Looking half her age (she's 40) and with the voice of someone half that again, she finally gets a well-earned leading role as Kath, a quiet northern lass obsessed with her sister Annie who vanished two years previously.
Despair leads to a suicide attempt which in turn leads to counselling from the local vicar (Roshan Seth). As he tries to help her move on, Kath steals a CCTV recording from the police and takes it to a friend at the dockyard from whence it came.
Through her obsessive investigation, she learns a lot about Annie and the men in her life.
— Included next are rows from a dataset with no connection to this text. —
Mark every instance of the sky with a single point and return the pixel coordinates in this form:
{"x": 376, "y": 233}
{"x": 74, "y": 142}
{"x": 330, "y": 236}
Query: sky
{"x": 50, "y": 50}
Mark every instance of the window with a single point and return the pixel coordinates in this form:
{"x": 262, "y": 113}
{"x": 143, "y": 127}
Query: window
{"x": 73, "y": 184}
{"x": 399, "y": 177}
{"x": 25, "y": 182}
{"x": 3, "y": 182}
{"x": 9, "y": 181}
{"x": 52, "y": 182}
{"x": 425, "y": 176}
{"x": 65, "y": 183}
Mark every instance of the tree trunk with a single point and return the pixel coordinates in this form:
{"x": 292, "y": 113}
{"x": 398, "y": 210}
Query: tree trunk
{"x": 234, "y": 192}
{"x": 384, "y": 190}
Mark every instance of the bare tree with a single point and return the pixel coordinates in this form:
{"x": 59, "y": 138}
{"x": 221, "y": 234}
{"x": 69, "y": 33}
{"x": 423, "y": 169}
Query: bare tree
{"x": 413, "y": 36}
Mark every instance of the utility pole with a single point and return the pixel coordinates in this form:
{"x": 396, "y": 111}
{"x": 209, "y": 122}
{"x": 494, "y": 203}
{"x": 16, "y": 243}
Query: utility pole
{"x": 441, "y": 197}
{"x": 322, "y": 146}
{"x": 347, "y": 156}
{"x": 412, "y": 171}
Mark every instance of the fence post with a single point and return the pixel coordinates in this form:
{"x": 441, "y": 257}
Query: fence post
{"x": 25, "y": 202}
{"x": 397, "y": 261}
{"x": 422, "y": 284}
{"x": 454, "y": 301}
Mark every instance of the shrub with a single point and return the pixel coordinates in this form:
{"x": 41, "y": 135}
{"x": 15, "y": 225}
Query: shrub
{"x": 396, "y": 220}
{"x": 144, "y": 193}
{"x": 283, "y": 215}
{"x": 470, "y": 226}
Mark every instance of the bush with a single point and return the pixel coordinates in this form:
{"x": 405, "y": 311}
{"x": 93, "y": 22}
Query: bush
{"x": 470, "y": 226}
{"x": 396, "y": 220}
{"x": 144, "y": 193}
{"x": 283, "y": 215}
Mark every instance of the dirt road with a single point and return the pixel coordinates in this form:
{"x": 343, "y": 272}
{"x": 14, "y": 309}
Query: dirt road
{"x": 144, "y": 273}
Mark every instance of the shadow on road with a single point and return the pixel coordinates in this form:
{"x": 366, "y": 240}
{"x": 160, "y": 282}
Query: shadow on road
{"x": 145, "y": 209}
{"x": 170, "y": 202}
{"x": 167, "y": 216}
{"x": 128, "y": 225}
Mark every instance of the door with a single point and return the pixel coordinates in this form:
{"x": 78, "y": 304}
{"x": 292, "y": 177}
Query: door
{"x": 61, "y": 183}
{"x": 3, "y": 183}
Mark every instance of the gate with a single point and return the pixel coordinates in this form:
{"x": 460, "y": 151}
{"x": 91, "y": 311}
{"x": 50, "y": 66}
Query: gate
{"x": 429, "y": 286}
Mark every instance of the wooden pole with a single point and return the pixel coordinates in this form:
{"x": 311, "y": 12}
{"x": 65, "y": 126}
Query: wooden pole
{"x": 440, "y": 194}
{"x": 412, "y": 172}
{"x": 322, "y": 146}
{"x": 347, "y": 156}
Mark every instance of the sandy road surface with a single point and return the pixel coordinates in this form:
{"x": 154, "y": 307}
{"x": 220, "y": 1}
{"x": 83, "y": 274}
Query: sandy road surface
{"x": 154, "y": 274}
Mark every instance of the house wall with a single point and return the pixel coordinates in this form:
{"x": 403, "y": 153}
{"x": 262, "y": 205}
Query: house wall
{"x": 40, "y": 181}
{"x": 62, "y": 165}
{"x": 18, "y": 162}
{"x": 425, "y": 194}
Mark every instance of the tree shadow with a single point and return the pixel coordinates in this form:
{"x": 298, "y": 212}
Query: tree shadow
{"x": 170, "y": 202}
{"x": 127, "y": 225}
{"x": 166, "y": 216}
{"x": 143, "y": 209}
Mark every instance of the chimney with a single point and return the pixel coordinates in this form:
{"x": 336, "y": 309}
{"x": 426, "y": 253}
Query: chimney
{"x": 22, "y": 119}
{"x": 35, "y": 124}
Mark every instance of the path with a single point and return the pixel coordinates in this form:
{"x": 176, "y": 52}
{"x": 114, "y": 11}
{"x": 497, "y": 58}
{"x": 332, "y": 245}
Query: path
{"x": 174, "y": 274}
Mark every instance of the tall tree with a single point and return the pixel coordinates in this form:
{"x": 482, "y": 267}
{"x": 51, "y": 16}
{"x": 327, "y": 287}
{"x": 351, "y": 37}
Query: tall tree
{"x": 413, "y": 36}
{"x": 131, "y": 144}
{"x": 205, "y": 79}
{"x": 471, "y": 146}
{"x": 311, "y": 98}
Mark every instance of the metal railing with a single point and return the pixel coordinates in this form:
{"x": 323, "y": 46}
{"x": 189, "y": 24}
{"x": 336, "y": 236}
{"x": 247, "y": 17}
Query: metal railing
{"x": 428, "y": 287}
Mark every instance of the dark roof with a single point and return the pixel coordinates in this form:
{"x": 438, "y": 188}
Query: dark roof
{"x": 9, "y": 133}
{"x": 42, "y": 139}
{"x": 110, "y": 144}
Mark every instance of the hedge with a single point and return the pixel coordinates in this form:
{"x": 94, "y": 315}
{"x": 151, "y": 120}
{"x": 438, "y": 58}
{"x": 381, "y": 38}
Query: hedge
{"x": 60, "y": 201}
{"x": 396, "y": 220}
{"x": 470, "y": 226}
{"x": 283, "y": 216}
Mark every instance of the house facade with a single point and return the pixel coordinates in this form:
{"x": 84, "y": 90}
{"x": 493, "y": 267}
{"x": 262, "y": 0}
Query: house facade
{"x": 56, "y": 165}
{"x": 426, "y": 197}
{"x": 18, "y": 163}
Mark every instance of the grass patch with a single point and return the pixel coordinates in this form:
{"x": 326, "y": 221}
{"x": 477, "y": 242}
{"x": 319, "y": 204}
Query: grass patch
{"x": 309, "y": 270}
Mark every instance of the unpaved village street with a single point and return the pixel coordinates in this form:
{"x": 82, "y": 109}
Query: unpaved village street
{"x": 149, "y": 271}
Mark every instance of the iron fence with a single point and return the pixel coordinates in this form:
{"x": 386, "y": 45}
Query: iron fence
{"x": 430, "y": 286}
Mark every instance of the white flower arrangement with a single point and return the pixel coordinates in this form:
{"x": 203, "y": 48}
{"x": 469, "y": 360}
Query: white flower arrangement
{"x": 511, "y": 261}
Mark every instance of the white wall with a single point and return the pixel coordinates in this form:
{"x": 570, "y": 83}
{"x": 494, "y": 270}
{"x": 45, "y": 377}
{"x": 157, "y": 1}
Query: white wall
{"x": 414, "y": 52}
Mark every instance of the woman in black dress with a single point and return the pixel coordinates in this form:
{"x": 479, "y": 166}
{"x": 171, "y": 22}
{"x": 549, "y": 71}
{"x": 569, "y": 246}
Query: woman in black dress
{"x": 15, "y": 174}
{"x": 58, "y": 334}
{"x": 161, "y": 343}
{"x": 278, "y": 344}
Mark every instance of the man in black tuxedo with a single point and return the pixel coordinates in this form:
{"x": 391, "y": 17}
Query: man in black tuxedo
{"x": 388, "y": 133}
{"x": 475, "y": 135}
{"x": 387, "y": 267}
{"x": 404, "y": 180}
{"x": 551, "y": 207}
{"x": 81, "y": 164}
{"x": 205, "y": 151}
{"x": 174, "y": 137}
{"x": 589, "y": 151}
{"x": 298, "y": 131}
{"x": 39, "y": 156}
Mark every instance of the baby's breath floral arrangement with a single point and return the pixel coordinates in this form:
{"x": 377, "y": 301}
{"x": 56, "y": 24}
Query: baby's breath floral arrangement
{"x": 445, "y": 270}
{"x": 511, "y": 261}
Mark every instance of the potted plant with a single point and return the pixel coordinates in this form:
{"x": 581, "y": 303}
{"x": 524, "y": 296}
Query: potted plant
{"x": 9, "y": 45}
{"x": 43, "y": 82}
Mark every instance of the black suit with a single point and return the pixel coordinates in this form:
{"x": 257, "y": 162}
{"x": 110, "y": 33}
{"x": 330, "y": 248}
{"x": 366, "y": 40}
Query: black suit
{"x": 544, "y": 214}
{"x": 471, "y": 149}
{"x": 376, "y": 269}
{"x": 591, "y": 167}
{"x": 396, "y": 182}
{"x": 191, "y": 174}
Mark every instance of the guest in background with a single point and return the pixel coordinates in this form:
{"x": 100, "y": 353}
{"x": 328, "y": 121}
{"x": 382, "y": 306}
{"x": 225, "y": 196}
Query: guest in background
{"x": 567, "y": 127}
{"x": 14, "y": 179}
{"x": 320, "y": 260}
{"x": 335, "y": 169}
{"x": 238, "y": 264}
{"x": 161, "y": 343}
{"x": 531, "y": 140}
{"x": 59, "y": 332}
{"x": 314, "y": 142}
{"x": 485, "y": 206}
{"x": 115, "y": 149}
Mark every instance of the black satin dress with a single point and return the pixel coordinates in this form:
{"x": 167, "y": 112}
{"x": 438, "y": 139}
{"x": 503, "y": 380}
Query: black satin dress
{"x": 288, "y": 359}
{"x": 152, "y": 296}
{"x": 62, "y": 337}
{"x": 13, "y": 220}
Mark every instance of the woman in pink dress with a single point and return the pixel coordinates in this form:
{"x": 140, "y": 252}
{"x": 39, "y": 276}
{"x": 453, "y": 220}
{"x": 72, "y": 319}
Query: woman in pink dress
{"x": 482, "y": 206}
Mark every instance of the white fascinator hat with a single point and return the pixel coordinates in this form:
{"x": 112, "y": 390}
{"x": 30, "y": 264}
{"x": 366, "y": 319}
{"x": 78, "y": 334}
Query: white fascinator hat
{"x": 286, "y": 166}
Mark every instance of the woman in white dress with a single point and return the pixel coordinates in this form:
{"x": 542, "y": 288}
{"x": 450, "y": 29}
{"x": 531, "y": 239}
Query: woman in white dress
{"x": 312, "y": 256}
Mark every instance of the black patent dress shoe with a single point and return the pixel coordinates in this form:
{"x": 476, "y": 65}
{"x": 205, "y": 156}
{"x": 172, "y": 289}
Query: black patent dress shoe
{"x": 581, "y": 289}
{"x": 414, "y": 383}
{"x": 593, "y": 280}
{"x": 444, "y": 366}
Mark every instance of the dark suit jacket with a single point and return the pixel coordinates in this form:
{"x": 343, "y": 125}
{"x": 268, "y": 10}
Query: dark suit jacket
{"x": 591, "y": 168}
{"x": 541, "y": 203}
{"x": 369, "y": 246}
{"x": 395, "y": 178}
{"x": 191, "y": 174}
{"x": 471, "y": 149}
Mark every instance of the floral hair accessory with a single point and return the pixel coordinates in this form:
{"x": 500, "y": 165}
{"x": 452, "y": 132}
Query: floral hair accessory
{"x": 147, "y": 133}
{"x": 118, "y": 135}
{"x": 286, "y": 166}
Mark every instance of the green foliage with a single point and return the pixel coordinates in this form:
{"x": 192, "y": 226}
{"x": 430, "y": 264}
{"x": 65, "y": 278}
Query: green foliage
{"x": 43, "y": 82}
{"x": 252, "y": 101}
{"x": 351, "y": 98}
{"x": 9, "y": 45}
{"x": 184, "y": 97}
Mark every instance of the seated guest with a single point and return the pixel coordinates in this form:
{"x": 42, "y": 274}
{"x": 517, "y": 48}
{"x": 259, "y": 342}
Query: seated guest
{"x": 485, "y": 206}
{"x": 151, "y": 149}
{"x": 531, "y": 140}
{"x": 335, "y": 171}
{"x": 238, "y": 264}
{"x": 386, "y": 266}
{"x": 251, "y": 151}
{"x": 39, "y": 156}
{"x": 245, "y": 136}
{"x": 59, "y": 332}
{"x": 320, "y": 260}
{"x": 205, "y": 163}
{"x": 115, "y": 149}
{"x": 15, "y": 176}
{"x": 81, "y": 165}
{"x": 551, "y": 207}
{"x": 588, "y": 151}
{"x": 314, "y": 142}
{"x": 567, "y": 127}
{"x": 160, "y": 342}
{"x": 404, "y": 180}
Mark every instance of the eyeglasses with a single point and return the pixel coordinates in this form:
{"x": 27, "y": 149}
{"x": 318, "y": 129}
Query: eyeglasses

Kath is also convinced that Annie is trying to reach her through visions which can't be explained away rationally.
Shooting on digital video on Lancashire’s northern riviera creates a suitably bleak environment for writer/director Juliet McKoen's deliberately rough-edged first feature.
Seen from Kath's reality-skewed viewpoint, it is never clear where the film is going which works for a time but the ice of the story begins to looks thin from the halfway mark.
Instead of having Kath staring off into the middle distance with such monotonous regularity, McKoen could have explored more interesting ideas, like having an Asian clergyman in northern England.
She also gives no explanation as to why Kath would be so unaware of her sister's behaviour, given the smallness of the community and how close they were supposed to have been.
It was never going to be a satisfying fish-and-chip supper of a movie, but Frozen never offers more than cinematic crabsticks.